SARAH MEISTER: We recently acquired a Robert Smithson drawing called Heap of Language.
SARAH SUZUKI: It’s a relatively small-scale drawing on graph paper that features a kind of triangular ziggurat form that's actually built out of words.
SARAH MEISTER: It begins with the word "language" on top, and it goes on to say "phraseology, speech, tongue, lingo, vernacular," and on and on. So using this drawing as a point of departure, we notice that, in fact, a lot of other works of art that were made in '66 also addressed the idea of language.
The most dramatic example of this might be the Richard Tuttle, where the letters are sprayed across the wall in a random arrangement.
THOMAS LAX: And only some of the letters are recognizable. So it puts the work on you, as the viewer, to figure out how to take what seems like a system and reorganize it for yourself.
And language, of course, is the central component to many works that are made in the medium of performance. The Fahlström Mao-Hope March is the projection in the room. And the kind of everyday language that you see and hear people speaking becomes important for constructing what the work is.
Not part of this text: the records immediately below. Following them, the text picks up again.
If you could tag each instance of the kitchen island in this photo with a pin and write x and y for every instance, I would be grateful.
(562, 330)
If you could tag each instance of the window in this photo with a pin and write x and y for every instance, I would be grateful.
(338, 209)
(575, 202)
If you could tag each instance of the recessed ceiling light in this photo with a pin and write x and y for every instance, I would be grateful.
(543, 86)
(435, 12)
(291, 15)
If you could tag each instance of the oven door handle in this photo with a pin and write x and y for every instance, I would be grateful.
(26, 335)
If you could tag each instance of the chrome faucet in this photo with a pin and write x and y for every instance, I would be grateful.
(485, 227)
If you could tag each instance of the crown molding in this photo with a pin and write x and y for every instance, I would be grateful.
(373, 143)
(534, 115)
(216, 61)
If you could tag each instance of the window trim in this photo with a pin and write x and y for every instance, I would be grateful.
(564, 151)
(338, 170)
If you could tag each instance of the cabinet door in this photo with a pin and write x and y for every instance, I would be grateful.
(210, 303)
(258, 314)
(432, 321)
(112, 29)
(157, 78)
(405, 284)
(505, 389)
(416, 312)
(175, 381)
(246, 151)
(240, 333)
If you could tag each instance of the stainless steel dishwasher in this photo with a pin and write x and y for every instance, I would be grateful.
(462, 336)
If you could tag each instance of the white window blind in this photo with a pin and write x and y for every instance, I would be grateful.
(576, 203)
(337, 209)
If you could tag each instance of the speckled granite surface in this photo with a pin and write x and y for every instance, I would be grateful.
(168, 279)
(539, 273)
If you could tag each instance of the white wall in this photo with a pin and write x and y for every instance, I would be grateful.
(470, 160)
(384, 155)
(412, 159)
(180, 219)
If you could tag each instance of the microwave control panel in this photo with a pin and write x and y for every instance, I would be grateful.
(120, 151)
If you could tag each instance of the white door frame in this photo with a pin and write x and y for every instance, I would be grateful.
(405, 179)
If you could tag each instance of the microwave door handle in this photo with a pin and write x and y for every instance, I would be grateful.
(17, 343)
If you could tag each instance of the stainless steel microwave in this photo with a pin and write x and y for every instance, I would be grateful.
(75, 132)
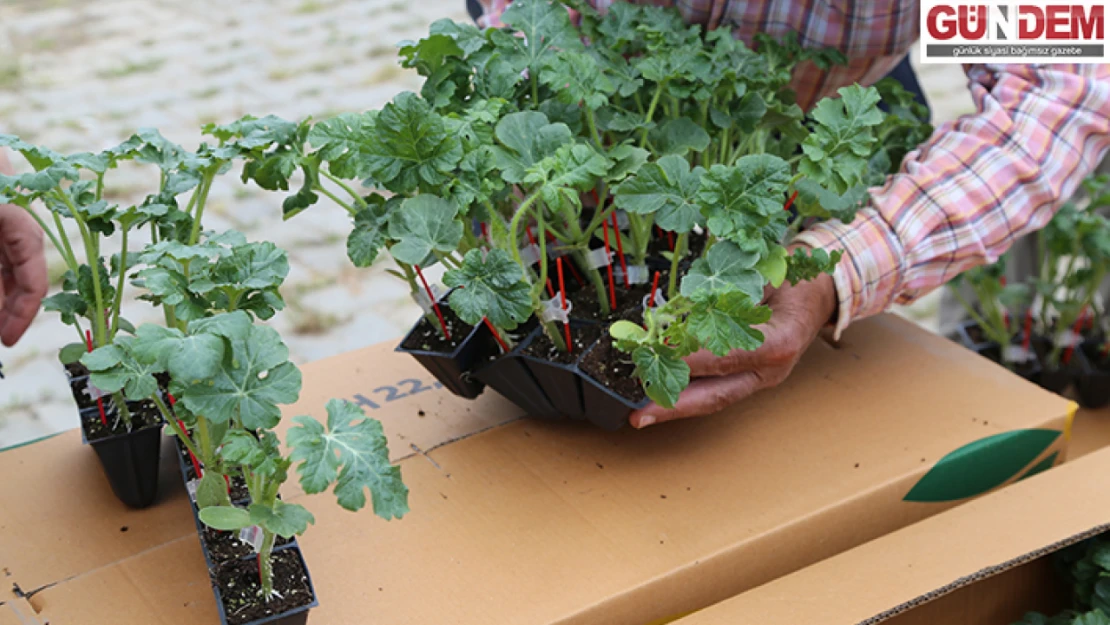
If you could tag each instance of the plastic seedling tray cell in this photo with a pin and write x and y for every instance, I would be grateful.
(510, 376)
(604, 407)
(130, 461)
(294, 616)
(562, 383)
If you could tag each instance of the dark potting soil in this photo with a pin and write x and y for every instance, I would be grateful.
(241, 590)
(224, 546)
(1097, 355)
(429, 336)
(143, 414)
(78, 387)
(582, 336)
(614, 370)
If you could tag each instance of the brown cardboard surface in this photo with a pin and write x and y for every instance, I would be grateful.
(516, 521)
(978, 564)
(1090, 433)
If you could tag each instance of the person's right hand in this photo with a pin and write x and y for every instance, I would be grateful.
(22, 268)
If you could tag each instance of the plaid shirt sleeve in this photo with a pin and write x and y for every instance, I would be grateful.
(981, 181)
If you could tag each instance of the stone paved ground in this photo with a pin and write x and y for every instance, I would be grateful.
(82, 74)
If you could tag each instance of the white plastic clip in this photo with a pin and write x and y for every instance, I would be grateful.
(1017, 353)
(659, 300)
(553, 310)
(421, 296)
(598, 258)
(637, 274)
(252, 536)
(93, 393)
(530, 254)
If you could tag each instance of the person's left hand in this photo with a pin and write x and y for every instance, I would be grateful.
(797, 315)
(22, 272)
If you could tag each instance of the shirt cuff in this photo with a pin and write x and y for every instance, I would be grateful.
(870, 271)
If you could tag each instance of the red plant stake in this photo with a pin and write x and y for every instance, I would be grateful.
(1075, 330)
(496, 335)
(435, 304)
(655, 284)
(613, 289)
(562, 292)
(790, 201)
(181, 424)
(1028, 331)
(624, 268)
(574, 272)
(100, 401)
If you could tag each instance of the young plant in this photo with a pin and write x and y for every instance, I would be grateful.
(230, 376)
(71, 189)
(541, 132)
(1075, 252)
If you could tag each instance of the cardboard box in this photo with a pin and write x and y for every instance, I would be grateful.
(516, 521)
(985, 563)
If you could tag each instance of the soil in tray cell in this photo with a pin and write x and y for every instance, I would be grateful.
(427, 336)
(241, 590)
(614, 370)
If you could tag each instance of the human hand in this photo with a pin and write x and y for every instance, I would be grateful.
(22, 269)
(797, 315)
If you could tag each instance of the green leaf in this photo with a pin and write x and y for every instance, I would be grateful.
(225, 518)
(663, 373)
(370, 232)
(678, 137)
(724, 322)
(284, 520)
(187, 359)
(424, 224)
(666, 188)
(212, 490)
(562, 178)
(545, 26)
(71, 353)
(739, 200)
(774, 266)
(576, 78)
(253, 379)
(815, 200)
(241, 447)
(724, 268)
(627, 331)
(69, 304)
(836, 152)
(344, 143)
(981, 465)
(491, 288)
(351, 453)
(526, 138)
(803, 266)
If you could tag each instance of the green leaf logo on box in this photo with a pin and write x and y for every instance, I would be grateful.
(984, 465)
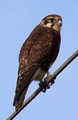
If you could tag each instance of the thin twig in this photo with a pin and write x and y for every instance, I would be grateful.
(70, 59)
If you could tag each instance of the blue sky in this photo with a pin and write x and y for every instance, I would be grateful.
(17, 20)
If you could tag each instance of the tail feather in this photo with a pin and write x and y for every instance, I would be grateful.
(20, 100)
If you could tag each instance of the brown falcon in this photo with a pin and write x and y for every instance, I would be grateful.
(37, 54)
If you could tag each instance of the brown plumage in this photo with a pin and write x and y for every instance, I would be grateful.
(37, 55)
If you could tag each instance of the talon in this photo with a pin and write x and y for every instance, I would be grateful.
(43, 86)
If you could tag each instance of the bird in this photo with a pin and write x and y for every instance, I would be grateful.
(37, 54)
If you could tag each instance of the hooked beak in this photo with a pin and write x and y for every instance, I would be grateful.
(59, 23)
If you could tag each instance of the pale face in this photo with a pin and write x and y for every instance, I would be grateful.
(52, 21)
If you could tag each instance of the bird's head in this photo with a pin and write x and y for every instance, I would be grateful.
(52, 21)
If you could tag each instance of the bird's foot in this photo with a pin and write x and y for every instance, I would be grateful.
(48, 76)
(44, 85)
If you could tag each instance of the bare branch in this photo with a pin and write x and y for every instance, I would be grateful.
(70, 59)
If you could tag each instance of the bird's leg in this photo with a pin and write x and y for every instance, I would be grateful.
(52, 82)
(44, 85)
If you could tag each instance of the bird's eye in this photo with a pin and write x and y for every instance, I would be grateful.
(52, 20)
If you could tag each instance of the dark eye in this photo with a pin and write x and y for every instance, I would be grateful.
(46, 21)
(52, 20)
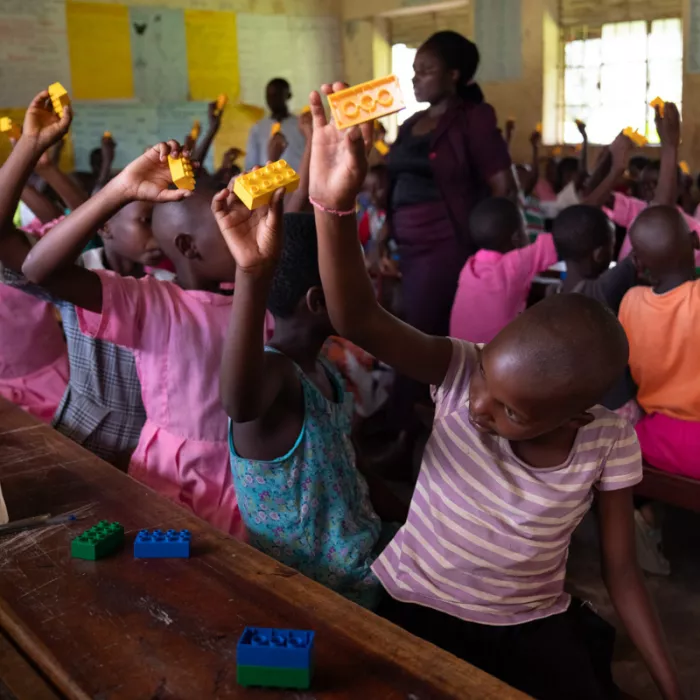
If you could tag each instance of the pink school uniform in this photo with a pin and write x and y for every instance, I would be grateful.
(493, 288)
(177, 337)
(624, 212)
(33, 355)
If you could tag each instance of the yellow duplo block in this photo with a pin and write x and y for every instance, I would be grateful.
(181, 172)
(221, 102)
(366, 102)
(256, 188)
(59, 98)
(658, 102)
(635, 137)
(7, 126)
(381, 147)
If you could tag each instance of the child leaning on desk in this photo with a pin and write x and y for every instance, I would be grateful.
(517, 450)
SARAH SUZUKI: The mid-1960s is also the rise of a medium that becomes known as the multiple. These are small, often sculptural objects that are issued in editions. And they were a medium that really appealed to a number of Pop artists—the idea that it could be distributed in a more democratic way.
SARAH MEISTER: And we thought: "Wouldn't it be interesting to make a forest of pedestals, each one of which would feature some of these marvelous little objects that were made in 1966?" And this allowed us to also include not just multiples by artists but also architectural models and even design objects that evoke that moment in a very different way.